As an organization focused on protecting the academic freedom and professional interests of all instructional faculty and students, AAUP-NYU is dismayed by the administration’s efforts to discourage speech and study and the consequent weakening of faculty governance. We therefore call on NYU to affirm its commitment to transparency and due process in conduct policy investigations, and to immediately revise policies and practices that discriminate against Palestinian, Arab, Muslim and/or BIPOC community members, as well as those policies that have the effect of silencing advocates of sovereignty and justice for the Palestinian people.
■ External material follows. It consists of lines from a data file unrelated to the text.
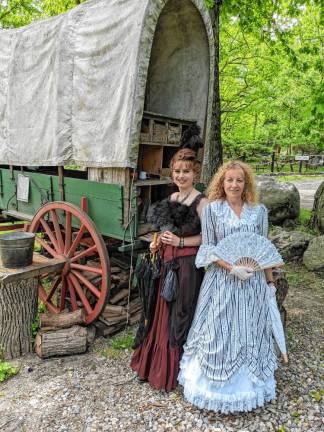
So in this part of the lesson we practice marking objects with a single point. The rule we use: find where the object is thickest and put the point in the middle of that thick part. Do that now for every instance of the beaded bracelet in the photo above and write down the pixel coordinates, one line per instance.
(181, 243)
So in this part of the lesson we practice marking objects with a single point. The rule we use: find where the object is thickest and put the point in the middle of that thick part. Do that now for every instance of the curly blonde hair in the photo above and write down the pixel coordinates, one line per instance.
(215, 189)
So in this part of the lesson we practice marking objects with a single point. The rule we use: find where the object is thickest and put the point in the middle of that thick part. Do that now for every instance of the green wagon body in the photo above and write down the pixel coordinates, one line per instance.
(105, 201)
(110, 87)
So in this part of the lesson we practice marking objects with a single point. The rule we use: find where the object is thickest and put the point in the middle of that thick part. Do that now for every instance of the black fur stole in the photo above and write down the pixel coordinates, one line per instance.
(182, 220)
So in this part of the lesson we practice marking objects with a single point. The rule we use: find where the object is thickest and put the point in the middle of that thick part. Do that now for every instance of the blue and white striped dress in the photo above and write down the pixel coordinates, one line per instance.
(229, 360)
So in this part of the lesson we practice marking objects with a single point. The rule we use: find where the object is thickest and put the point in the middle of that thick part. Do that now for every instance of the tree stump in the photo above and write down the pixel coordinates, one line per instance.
(52, 343)
(18, 307)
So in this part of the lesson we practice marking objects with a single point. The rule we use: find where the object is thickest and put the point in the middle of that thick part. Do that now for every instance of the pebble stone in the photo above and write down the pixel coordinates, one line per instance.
(92, 393)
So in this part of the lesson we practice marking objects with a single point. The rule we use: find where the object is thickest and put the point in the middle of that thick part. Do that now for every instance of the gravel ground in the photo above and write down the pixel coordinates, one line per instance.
(93, 392)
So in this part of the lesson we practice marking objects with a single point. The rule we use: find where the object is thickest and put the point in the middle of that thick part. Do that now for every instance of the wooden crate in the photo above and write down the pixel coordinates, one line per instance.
(174, 133)
(160, 131)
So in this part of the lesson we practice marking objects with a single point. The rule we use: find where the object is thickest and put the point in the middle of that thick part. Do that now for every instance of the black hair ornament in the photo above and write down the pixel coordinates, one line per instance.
(191, 138)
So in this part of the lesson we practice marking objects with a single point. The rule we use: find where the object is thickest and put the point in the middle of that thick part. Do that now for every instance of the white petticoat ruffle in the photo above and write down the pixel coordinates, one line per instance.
(206, 255)
(240, 394)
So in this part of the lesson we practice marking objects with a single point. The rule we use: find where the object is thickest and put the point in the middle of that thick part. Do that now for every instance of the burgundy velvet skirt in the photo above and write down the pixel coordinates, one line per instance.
(157, 358)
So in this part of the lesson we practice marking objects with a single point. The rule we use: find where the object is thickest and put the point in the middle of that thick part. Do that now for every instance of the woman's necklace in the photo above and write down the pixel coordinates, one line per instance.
(184, 198)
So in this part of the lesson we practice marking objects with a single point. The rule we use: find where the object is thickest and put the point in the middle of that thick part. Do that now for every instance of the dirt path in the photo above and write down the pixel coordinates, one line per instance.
(94, 392)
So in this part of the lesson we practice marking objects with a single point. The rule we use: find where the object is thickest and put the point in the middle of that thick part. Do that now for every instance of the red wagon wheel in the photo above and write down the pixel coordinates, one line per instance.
(85, 279)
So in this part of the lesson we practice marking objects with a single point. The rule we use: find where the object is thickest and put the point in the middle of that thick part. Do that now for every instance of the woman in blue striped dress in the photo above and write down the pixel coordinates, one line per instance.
(229, 359)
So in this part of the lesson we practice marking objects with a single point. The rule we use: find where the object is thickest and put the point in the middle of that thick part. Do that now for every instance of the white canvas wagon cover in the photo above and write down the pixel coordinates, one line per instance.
(72, 87)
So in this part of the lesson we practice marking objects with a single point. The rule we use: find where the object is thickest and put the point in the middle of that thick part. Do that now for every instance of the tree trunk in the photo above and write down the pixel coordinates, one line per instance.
(214, 157)
(61, 342)
(18, 306)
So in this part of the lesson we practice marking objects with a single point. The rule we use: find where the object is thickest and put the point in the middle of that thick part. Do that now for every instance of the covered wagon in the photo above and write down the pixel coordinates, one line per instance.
(87, 100)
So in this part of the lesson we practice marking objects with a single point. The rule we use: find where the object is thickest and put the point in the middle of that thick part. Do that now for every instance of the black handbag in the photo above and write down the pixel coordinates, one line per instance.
(171, 282)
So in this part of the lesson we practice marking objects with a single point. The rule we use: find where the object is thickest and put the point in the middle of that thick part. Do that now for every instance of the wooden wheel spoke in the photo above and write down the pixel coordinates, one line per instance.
(50, 234)
(46, 246)
(53, 289)
(80, 293)
(63, 293)
(90, 269)
(68, 232)
(76, 241)
(57, 229)
(74, 303)
(84, 253)
(94, 290)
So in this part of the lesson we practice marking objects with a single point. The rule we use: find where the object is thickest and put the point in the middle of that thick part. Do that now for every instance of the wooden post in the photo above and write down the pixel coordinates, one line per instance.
(18, 306)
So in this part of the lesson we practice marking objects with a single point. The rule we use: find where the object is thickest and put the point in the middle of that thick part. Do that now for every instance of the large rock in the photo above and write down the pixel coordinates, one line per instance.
(313, 257)
(318, 209)
(281, 199)
(290, 244)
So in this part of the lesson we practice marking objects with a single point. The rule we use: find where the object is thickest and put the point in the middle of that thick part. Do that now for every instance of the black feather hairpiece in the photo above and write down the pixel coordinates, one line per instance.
(191, 138)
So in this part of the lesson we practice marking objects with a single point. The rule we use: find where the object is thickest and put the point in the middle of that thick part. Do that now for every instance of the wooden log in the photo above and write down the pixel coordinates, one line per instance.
(135, 318)
(18, 307)
(62, 320)
(61, 342)
(112, 311)
(119, 296)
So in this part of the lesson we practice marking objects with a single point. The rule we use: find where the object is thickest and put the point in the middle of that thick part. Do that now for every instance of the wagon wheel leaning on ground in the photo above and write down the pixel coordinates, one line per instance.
(66, 232)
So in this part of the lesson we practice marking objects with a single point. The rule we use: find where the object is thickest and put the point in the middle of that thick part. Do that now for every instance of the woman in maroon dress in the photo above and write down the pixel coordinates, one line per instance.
(157, 358)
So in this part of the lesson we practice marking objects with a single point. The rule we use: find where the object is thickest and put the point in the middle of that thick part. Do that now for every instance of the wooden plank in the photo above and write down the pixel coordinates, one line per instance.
(39, 266)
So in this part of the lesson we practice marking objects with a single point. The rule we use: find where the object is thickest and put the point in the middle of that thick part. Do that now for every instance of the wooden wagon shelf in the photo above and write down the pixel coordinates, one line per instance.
(160, 140)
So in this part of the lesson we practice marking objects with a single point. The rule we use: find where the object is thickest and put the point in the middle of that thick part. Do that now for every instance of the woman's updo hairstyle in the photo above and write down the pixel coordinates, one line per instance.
(189, 157)
(215, 189)
(190, 143)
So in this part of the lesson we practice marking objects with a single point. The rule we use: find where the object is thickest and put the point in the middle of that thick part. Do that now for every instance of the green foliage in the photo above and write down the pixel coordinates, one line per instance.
(6, 369)
(17, 13)
(210, 4)
(271, 78)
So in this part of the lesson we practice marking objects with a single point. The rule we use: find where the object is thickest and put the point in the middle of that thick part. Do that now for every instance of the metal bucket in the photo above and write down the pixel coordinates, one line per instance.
(16, 249)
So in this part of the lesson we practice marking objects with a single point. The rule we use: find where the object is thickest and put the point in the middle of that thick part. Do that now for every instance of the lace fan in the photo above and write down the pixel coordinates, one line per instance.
(250, 250)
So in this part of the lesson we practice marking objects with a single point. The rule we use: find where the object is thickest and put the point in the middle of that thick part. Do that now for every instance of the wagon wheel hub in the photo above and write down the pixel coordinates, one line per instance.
(66, 232)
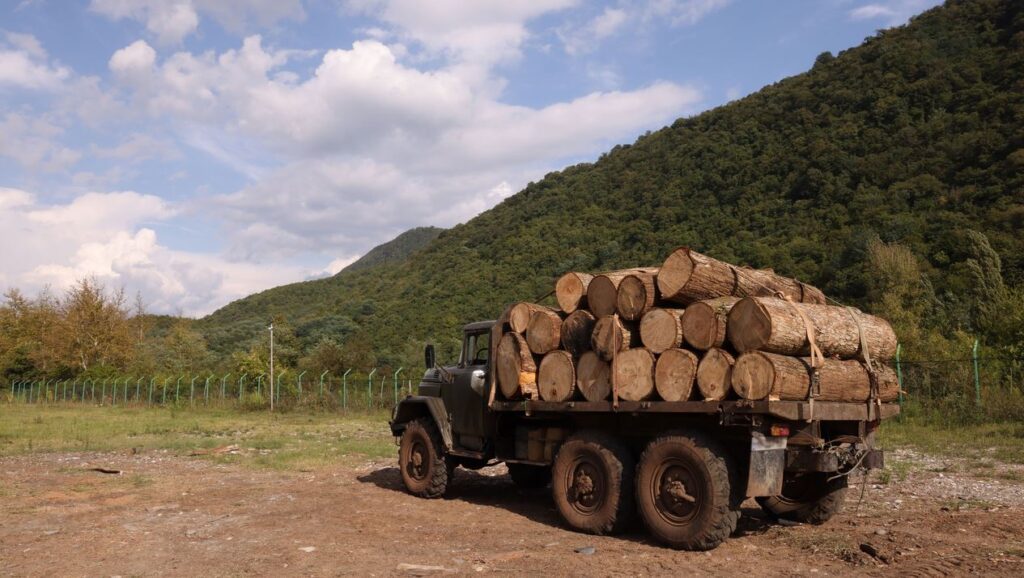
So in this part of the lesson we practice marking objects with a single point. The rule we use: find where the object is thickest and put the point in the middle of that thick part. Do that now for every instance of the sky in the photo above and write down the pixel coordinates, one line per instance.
(195, 152)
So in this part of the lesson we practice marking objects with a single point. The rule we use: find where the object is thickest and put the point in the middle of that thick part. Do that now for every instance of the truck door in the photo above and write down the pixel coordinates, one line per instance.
(465, 398)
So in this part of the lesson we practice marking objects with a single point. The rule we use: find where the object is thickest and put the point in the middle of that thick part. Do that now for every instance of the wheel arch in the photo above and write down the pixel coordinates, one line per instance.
(416, 407)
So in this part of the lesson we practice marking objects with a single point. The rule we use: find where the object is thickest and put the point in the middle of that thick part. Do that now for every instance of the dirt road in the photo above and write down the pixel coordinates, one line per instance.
(178, 515)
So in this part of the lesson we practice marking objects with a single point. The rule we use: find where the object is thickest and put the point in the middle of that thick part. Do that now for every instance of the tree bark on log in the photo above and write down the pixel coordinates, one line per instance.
(760, 375)
(545, 331)
(556, 378)
(633, 374)
(662, 329)
(636, 294)
(593, 377)
(602, 293)
(688, 276)
(611, 334)
(775, 326)
(715, 374)
(570, 291)
(674, 374)
(521, 313)
(516, 368)
(577, 331)
(705, 322)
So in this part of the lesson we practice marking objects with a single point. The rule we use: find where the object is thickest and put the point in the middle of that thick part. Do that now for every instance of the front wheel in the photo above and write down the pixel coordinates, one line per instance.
(421, 458)
(810, 498)
(685, 493)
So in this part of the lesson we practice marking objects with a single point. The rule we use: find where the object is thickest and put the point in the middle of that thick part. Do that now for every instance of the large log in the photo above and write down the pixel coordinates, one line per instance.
(611, 334)
(688, 276)
(545, 331)
(633, 374)
(602, 293)
(715, 374)
(705, 322)
(520, 314)
(577, 331)
(662, 329)
(593, 377)
(760, 375)
(516, 367)
(570, 291)
(776, 326)
(636, 294)
(556, 378)
(674, 374)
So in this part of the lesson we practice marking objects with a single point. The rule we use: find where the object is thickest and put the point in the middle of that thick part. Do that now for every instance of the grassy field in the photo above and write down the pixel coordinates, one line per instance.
(283, 441)
(297, 440)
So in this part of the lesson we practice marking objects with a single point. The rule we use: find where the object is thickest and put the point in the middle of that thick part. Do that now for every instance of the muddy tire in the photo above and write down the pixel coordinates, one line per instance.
(421, 458)
(809, 498)
(529, 477)
(686, 494)
(592, 483)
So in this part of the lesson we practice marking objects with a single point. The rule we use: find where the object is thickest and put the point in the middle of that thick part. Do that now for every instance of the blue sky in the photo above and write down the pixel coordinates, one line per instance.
(198, 151)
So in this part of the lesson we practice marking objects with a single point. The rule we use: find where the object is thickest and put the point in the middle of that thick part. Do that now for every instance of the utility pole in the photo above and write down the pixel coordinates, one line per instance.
(271, 365)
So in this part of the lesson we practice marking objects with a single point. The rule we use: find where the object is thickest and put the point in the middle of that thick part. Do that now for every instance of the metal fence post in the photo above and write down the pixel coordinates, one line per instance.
(977, 376)
(370, 388)
(344, 388)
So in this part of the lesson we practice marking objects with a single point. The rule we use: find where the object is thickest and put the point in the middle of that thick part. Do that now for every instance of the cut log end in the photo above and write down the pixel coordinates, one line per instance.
(674, 374)
(570, 291)
(660, 329)
(593, 377)
(715, 374)
(633, 371)
(556, 377)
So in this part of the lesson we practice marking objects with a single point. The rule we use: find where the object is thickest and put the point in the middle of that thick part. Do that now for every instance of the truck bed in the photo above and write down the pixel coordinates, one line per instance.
(824, 411)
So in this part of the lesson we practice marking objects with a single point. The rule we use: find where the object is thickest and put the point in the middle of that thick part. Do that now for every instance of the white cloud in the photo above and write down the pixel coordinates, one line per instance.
(104, 235)
(172, 21)
(892, 12)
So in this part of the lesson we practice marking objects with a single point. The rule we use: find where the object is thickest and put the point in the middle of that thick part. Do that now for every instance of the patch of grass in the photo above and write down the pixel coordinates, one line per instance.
(1003, 441)
(291, 441)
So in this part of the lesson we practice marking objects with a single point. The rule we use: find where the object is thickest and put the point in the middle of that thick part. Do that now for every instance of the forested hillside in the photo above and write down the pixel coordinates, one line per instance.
(891, 175)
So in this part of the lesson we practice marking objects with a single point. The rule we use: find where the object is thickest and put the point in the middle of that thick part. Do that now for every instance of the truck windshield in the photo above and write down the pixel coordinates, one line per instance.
(476, 348)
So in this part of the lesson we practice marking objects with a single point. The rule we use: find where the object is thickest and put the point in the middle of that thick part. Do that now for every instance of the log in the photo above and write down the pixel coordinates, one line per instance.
(577, 331)
(760, 375)
(688, 276)
(662, 329)
(705, 323)
(516, 368)
(636, 294)
(593, 377)
(545, 331)
(602, 293)
(775, 326)
(715, 374)
(674, 374)
(556, 378)
(570, 291)
(611, 334)
(633, 372)
(520, 314)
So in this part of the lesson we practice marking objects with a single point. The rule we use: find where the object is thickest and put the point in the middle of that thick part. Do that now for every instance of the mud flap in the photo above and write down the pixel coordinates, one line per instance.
(767, 464)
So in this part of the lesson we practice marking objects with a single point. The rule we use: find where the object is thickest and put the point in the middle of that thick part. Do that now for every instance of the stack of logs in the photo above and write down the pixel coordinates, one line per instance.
(695, 328)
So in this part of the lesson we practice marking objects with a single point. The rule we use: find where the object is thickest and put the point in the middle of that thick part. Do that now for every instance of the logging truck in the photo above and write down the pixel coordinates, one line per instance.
(682, 466)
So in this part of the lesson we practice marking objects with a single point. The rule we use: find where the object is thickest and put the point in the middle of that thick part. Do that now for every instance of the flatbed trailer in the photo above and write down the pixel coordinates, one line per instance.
(682, 467)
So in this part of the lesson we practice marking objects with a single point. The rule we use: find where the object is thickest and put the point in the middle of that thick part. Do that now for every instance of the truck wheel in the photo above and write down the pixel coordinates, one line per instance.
(685, 494)
(529, 477)
(810, 498)
(421, 458)
(592, 483)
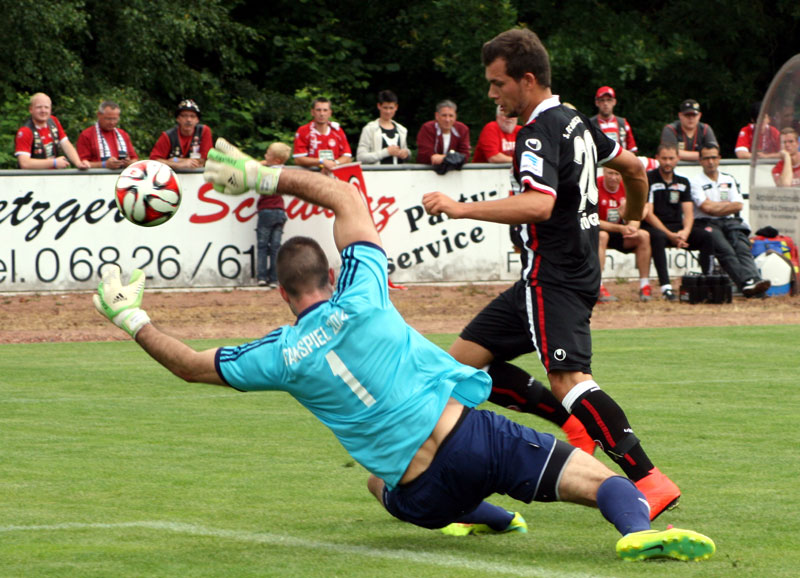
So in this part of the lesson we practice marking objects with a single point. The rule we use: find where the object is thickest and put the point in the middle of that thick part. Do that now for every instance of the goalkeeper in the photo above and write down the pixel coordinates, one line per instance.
(401, 406)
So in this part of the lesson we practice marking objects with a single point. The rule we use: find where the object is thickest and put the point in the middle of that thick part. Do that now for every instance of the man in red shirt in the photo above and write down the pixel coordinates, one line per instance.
(321, 143)
(185, 145)
(497, 140)
(103, 145)
(436, 137)
(787, 172)
(616, 127)
(769, 145)
(618, 234)
(41, 142)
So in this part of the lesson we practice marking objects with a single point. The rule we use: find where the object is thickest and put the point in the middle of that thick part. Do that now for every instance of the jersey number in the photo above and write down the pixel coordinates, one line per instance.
(586, 155)
(340, 369)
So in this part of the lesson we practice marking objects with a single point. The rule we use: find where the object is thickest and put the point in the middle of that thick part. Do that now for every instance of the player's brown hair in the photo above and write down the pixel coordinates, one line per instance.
(302, 266)
(523, 52)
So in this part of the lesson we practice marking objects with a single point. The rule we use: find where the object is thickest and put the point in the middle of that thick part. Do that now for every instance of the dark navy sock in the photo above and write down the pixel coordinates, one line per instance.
(493, 516)
(622, 504)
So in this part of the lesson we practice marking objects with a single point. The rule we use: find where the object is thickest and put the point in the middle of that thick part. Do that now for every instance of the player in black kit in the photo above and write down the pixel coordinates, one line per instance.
(548, 309)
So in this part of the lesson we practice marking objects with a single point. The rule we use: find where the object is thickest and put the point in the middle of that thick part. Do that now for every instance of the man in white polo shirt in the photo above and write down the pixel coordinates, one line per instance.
(717, 202)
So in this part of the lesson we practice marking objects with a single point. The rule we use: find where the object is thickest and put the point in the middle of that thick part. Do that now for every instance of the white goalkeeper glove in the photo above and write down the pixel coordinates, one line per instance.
(120, 303)
(232, 172)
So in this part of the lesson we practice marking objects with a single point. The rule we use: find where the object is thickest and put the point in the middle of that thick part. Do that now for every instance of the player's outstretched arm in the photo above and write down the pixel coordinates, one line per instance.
(122, 305)
(635, 179)
(233, 172)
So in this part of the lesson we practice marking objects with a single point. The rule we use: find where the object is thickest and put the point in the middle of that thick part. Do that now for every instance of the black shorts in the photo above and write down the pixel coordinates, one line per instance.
(551, 320)
(617, 242)
(485, 454)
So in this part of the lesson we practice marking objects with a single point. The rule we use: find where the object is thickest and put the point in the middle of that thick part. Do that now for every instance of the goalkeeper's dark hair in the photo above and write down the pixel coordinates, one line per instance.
(523, 52)
(302, 266)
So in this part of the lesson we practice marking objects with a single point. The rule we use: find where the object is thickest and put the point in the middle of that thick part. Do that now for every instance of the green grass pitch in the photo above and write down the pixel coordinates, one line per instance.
(110, 466)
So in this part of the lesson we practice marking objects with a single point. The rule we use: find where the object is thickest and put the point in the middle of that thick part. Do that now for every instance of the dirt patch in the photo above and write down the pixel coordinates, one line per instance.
(250, 313)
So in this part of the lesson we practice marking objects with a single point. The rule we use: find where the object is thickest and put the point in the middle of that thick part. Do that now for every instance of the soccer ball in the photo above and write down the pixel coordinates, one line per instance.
(147, 193)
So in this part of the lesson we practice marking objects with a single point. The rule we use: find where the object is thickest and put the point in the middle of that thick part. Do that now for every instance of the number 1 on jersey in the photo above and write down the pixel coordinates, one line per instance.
(340, 369)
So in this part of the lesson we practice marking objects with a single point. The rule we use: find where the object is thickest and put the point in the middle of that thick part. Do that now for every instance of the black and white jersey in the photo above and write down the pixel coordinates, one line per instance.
(557, 154)
(667, 198)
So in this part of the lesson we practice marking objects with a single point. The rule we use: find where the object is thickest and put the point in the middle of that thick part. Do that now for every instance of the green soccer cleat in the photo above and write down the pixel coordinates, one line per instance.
(670, 543)
(517, 524)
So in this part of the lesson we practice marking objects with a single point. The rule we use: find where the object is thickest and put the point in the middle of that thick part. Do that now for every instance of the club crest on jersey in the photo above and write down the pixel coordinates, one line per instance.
(534, 144)
(531, 163)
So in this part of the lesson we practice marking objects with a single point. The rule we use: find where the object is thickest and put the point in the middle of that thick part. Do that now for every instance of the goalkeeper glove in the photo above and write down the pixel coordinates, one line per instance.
(121, 303)
(232, 172)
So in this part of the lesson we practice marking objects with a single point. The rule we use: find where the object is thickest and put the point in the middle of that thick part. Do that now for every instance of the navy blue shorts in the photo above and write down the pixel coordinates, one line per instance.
(551, 320)
(485, 454)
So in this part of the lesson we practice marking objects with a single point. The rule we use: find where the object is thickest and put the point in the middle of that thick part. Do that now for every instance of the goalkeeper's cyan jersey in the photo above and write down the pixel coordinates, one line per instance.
(359, 368)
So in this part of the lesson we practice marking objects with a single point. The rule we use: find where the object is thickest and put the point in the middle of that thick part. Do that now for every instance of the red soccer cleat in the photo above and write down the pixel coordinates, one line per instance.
(662, 494)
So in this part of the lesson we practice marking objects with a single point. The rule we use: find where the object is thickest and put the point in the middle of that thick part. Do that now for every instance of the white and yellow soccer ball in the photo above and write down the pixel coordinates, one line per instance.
(148, 193)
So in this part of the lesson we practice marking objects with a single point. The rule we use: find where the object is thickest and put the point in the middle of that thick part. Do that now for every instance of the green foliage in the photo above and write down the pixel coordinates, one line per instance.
(254, 68)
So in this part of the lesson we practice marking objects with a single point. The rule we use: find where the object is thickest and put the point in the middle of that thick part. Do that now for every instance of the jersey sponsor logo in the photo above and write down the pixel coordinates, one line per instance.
(534, 144)
(305, 346)
(571, 126)
(589, 221)
(531, 163)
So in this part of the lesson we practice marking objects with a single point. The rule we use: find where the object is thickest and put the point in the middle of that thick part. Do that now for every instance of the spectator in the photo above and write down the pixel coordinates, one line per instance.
(620, 234)
(616, 127)
(321, 142)
(670, 218)
(384, 140)
(103, 145)
(186, 145)
(787, 171)
(497, 140)
(271, 219)
(41, 142)
(688, 133)
(437, 137)
(717, 202)
(769, 145)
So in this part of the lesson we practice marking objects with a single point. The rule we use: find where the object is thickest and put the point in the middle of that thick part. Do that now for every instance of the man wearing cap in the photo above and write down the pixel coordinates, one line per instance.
(185, 145)
(615, 127)
(688, 133)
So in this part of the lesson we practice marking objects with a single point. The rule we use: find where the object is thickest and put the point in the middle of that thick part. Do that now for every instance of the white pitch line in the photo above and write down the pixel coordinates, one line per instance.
(116, 399)
(434, 559)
In light of these abridgments of autonomy and free inquiry, we call upon our faculty colleagues to do the following in support of academic freedom in this moment of national crisis:

1) Join the AAUP

2) Rigorously support academic freedom at the school and department level and resolutely protect our students and staff from retaliatory activity, whether those emanate from the Administration, colleagues, other students or the Trustees.

3) Support our Student Government Assembly that has passed a resolution on the Protection of Palestinian Speech and Civic Activity on Campus that will come before the University Senate in February.

Finally, as the Executive Board of AAUP-NYU, we request a meeting before the end of the semester if possible, with Linda Mills, Gigi Dopico, Jason Pina, and Fountain Walker to address our urgent concerns.